喧嘩をすると、引っかかれたときにコロナウィルスに感染することがあります。
そのようなことがあると大変です。
我が家の猫ちゃんを保護したときにコロナウィルスに感染していたので、治療をしていただきましたが、なかなか完治しませんでした。

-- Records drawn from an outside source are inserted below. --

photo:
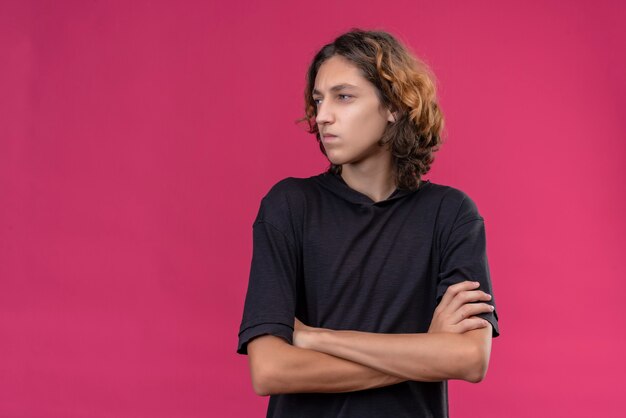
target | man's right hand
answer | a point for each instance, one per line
(455, 313)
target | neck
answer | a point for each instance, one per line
(376, 181)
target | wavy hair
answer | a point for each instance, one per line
(404, 84)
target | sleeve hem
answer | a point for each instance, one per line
(267, 328)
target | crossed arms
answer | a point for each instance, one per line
(456, 346)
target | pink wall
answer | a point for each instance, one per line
(137, 138)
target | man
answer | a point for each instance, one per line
(369, 287)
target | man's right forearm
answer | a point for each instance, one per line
(289, 369)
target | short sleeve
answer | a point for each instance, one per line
(464, 257)
(269, 306)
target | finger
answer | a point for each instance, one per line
(454, 289)
(467, 296)
(471, 323)
(471, 309)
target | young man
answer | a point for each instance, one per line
(369, 287)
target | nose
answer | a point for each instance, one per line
(324, 114)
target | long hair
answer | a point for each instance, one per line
(404, 84)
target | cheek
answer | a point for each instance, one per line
(367, 124)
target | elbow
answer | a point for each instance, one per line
(260, 381)
(477, 364)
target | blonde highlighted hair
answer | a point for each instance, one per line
(404, 84)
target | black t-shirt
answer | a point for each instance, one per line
(334, 258)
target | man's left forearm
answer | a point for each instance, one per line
(424, 357)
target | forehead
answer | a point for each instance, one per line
(337, 73)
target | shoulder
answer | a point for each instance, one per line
(454, 204)
(284, 203)
(285, 193)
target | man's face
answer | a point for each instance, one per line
(349, 109)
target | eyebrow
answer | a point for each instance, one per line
(338, 87)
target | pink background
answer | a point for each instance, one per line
(137, 139)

長い時間がかかりましたが、元気になったときには感動しました!下痢や嘔吐や鼻水が大変でしたので痩せてしまいましたが、栄養のバランスをよい餌を、与えていたら少しふっくらし健康的な体型になりました。今でも元気に暮らしています。
投稿者

女性 匿名

私も子猫3匹の里親になりましたが全員FIPのウェットタイプで亡くなりました。飼育環境が悪く、他にも兄弟がいましたがFIPで亡くなっているそうです。ですから、私個人としては遺伝だと思っています。先住猫達もいましたが現在も元気です。もちろん、次亜塩素酸による消毒は徹底的に行いましたが。FIPはまず、先生が治った症例がないと治療に積極的ではなく、3匹が順番になったので、最終的には無駄なお金を私に使わせたくないと言われました。先生の優しさではありますが、こんなに医療が発達している世の中なのに、まだまだ動物の世界ではどうすることもできない病気なんだと痛感しました。あれ?お腹が少し大きい?と感じてから、熱が出る、遊ばない、食べない、毛並みが悪くなる、激痩せする、2週間程で次々と。。本当に辛かったです。早く予防薬や完治できる薬ができて欲しいです。